Australia's planning for the 2021 T20 World Cup has been significantly disrupted by tour pullouts but captain Aaron Finch is maintaining his focus - in more ways than one.
Finch underwent surgery on his left eye after the tour of New Zealand in March - which was the last time he played - and is hopeful of seeing a positive impact on the upcoming trip to the West Indies and yet-to-be-confirmed assignment against Bangladesh.
Finch revealed that he had first suffered from blurred vision during last year's IPL, where he started to suffer a lean run of form that briefly lifted in the ODIs against India with 249 runs in three innings before he endured a lean BBL. He finished the series in New Zealand strongly but when the use of contact lenses didn't work he opted for surgery from which he believes he has already felt the benefits.
"I'm seeing them pretty good," he said in Brisbane ahead of the squad's chartered flight to the Caribbean on Monday. "I've only been hitting indoors on hard wickets, so [I] think the big test will come in night matches, that's when I noticed the biggest difference in my eyesight.
"It was just bloody blurry which isn't ideal as a batsman.

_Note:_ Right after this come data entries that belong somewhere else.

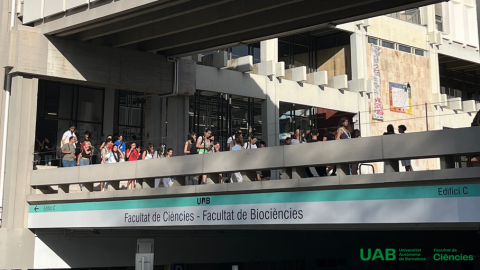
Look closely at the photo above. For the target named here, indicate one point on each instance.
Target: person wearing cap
(66, 136)
(406, 163)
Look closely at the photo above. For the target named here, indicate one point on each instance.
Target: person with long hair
(356, 134)
(85, 154)
(204, 146)
(191, 145)
(150, 152)
(343, 130)
(390, 130)
(112, 157)
(237, 176)
(104, 143)
(217, 149)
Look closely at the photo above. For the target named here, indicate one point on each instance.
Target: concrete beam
(318, 78)
(152, 15)
(455, 104)
(241, 64)
(220, 59)
(193, 22)
(469, 106)
(61, 59)
(340, 82)
(298, 74)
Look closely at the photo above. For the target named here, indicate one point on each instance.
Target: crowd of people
(114, 150)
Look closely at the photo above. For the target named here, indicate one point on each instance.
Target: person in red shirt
(132, 155)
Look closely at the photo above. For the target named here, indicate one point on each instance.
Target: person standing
(132, 155)
(112, 157)
(49, 150)
(330, 136)
(121, 144)
(264, 175)
(390, 130)
(251, 144)
(68, 150)
(66, 136)
(237, 176)
(190, 145)
(356, 134)
(103, 144)
(203, 146)
(231, 139)
(168, 181)
(476, 120)
(343, 131)
(85, 154)
(407, 163)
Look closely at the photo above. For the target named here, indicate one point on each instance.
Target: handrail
(443, 143)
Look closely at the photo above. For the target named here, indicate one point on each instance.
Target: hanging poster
(377, 90)
(400, 98)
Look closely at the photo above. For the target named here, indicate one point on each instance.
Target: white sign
(353, 206)
(377, 89)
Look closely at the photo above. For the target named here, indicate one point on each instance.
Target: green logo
(387, 255)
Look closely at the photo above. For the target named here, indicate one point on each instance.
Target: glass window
(372, 40)
(90, 105)
(419, 52)
(404, 48)
(387, 44)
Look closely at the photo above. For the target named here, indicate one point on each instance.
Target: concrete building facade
(154, 71)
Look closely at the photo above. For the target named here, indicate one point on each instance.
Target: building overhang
(181, 28)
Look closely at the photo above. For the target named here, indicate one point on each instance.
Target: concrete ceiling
(191, 26)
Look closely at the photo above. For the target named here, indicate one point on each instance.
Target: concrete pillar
(391, 166)
(109, 112)
(177, 123)
(447, 162)
(17, 247)
(20, 146)
(155, 120)
(343, 169)
(269, 50)
(358, 55)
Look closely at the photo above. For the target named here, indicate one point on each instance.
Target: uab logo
(388, 255)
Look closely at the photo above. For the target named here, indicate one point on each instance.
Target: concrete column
(391, 166)
(108, 112)
(447, 162)
(177, 123)
(358, 55)
(17, 248)
(155, 118)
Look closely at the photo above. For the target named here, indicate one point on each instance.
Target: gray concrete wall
(61, 59)
(413, 146)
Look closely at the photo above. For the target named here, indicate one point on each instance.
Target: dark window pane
(372, 40)
(404, 48)
(419, 52)
(387, 44)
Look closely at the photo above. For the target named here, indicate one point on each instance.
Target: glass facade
(60, 106)
(131, 116)
(457, 83)
(224, 114)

One day it just sort of changed and got a little bit worse. It wasn't very sharp and there was bit of a halo around lights and a bit of a trail on the ball, so just a bit unusual. After New Zealand we thought that was the best time to get it done. Was about a three-week process and it was really smooth. It's all clear now, so seems really good."

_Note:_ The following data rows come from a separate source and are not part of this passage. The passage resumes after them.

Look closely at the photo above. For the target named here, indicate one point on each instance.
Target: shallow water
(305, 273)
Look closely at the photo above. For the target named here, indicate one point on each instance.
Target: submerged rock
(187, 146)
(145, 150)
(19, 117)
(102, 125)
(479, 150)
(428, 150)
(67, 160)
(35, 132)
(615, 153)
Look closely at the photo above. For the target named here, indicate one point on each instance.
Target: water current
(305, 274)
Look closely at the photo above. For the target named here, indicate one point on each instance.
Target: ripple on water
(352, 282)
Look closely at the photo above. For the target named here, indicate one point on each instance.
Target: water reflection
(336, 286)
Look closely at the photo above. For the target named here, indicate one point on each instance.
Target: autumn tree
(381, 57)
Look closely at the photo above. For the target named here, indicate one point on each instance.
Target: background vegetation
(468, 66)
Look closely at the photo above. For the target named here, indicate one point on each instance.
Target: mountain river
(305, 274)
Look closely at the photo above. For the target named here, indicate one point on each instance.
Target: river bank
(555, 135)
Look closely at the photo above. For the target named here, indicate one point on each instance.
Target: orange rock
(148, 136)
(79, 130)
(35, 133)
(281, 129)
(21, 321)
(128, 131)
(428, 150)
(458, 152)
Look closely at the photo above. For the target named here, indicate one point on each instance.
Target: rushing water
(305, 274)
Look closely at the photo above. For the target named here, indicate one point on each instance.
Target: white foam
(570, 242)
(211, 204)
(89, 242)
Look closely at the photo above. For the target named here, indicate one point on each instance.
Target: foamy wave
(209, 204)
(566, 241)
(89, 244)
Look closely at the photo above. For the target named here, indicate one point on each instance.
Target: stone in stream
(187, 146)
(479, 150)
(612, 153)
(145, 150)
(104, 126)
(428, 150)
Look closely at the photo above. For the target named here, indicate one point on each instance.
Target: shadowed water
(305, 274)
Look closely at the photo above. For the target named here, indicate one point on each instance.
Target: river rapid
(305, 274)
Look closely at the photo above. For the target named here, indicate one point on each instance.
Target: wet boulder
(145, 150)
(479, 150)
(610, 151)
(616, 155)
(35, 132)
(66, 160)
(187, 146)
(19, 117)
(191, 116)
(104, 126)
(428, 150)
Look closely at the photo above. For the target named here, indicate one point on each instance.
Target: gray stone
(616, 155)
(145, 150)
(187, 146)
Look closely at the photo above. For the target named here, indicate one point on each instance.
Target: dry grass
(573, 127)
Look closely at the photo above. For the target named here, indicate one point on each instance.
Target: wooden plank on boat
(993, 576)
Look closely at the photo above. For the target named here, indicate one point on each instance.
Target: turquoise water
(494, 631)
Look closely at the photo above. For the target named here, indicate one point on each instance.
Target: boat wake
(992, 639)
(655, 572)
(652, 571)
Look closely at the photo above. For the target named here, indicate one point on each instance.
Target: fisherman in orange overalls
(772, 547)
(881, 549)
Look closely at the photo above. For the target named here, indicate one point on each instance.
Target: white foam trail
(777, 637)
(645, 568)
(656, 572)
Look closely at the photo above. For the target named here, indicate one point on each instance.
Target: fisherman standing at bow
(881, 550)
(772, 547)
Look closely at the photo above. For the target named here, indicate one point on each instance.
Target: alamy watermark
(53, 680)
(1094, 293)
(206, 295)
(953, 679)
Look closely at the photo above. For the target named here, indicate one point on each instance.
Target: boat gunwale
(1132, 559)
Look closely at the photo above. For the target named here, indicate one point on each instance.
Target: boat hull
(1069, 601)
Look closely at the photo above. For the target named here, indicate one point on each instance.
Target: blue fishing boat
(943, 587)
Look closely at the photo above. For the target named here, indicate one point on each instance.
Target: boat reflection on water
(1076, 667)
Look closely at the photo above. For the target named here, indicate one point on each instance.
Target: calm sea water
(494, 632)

As in New Zealand, Finch will have a squad stripped of some key players due to a combination of resting, opt-outs and Steven Smith's elbow injury. It was a long-term plan for David Warner and Pat Cummins to miss the tour, but Marcus Stoinis, Glenn Maxwell, Kane Richardson and Jhye Richardson made themselves unavailable.

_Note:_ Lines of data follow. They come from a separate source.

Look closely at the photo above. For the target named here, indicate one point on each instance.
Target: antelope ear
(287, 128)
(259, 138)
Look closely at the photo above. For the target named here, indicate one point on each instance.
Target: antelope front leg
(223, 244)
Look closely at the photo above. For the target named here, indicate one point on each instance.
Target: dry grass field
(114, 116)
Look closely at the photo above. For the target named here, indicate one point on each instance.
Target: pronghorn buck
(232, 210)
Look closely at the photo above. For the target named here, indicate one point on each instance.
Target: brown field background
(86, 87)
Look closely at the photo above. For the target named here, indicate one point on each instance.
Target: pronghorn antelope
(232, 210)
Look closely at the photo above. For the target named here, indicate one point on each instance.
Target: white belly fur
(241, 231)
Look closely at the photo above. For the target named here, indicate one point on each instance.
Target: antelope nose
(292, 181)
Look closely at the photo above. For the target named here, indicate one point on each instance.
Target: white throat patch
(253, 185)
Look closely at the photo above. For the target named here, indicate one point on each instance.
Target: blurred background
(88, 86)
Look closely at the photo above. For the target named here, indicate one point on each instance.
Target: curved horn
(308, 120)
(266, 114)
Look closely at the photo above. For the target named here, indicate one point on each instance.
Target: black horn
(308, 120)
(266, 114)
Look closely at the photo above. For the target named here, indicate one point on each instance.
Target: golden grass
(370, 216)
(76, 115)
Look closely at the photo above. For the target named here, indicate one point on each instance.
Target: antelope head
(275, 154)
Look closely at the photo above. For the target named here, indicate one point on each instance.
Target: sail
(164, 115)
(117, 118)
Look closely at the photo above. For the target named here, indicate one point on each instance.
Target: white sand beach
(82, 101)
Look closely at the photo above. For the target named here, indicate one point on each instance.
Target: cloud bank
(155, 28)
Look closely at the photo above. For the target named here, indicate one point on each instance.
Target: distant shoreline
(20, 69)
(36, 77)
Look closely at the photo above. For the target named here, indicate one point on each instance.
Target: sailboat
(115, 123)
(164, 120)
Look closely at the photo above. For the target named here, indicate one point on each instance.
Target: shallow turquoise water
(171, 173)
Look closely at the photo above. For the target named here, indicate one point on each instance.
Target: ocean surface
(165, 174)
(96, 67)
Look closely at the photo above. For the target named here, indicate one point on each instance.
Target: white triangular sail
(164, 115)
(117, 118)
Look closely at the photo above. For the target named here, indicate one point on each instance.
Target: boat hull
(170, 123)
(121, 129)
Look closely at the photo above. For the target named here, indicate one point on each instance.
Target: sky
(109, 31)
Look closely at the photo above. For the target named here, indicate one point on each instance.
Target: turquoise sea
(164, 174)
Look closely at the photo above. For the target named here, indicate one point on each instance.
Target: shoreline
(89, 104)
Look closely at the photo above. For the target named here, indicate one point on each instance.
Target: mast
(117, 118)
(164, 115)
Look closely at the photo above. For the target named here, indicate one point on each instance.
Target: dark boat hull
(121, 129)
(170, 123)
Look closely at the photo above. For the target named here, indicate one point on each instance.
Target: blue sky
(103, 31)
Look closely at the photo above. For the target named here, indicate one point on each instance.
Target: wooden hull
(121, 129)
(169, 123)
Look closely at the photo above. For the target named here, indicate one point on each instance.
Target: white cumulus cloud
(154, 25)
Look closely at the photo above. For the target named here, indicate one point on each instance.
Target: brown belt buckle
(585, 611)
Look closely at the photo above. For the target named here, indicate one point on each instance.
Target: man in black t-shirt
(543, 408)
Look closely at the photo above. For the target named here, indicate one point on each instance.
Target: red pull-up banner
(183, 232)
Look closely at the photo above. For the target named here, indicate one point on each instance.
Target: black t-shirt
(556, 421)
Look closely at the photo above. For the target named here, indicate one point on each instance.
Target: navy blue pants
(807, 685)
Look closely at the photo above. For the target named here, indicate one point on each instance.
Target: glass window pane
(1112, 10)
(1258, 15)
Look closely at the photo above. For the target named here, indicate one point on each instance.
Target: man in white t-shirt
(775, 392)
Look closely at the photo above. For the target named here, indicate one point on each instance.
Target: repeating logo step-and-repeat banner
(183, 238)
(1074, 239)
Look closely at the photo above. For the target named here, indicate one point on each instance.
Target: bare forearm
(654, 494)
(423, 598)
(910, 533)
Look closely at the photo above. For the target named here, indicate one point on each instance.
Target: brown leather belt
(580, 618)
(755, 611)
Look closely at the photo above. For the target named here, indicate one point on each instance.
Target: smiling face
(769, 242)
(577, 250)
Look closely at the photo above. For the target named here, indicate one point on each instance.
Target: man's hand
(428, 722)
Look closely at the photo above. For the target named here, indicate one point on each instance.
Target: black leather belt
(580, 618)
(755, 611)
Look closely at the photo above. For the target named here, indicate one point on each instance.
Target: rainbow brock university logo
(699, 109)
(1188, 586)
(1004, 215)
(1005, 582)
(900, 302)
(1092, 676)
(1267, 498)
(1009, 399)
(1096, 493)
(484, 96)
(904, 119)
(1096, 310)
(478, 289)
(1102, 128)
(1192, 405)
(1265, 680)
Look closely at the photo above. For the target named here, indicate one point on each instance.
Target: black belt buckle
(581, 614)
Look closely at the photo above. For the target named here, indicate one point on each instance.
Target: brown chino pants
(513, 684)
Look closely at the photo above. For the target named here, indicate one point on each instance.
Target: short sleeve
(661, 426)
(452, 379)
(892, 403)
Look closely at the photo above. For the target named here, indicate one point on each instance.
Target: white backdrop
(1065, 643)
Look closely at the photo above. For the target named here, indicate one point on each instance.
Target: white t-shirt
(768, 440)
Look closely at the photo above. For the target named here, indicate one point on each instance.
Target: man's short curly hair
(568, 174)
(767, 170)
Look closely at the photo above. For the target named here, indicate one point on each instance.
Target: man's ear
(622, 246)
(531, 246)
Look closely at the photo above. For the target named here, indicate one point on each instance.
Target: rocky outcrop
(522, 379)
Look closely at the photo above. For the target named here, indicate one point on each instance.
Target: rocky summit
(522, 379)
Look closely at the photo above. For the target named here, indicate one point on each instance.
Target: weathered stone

That has led to recalls for Ben McDermott, Ashton Turner and Dan Christian along with a maiden call-up for pace bowler Wes Agar.
Finch reiterated the view of national selector Trevor Hohns that significant weight will be put behind performances over these two tours when it comes to the final selection of the T20 World Cup squad which means there may not be a certain path back for all the absentees.
"Playing cricket for Australia and doing well is the ultimate, in my opinion," he said. "So for guys to be on this tour to get the first opportunity to put their hand up and take that spot is what it's about. It's tough to ignore really good international performances.
"You have to go on current form. These conditions will be very similar to what we face in the T20 World Cup I imagine - especially St Lucia being used quite a lot and then Bangladesh being quite similar to India or UAE, wherever that lands."
There is now a good chance that Australia's squad for the T20 World Cup, slated to be hosted in India in October-November, could look significantly different to what was originally envisaged. Hohns indicated last week that the selectors had been close to locking in the final group but along with the latest withdrawals, Finch said that the team that strung together nine wins in 11 matches during 2019 and early 2020 had been put together with an Australia-based tournament in mind before the pandemic forced a switch.
"It could change a lot. That was based on the World Cup being in Australia and I thought our side in the lead-up to the original World Cup meant to be held here was really settled. You have to look to keep restructuring your side to gather more information. The more the wickets change and the more they go away from our traditional Australian wickets think the more we have to keep learning."
The West Indies tour includes five T20Is which will be played in St Lucia before three ODIs - which carry World Cup Super League points - in Barbados. The squad is then due to head directly to Bangladesh for five T20Is in early August if that leg gets the biosecure plans signed off.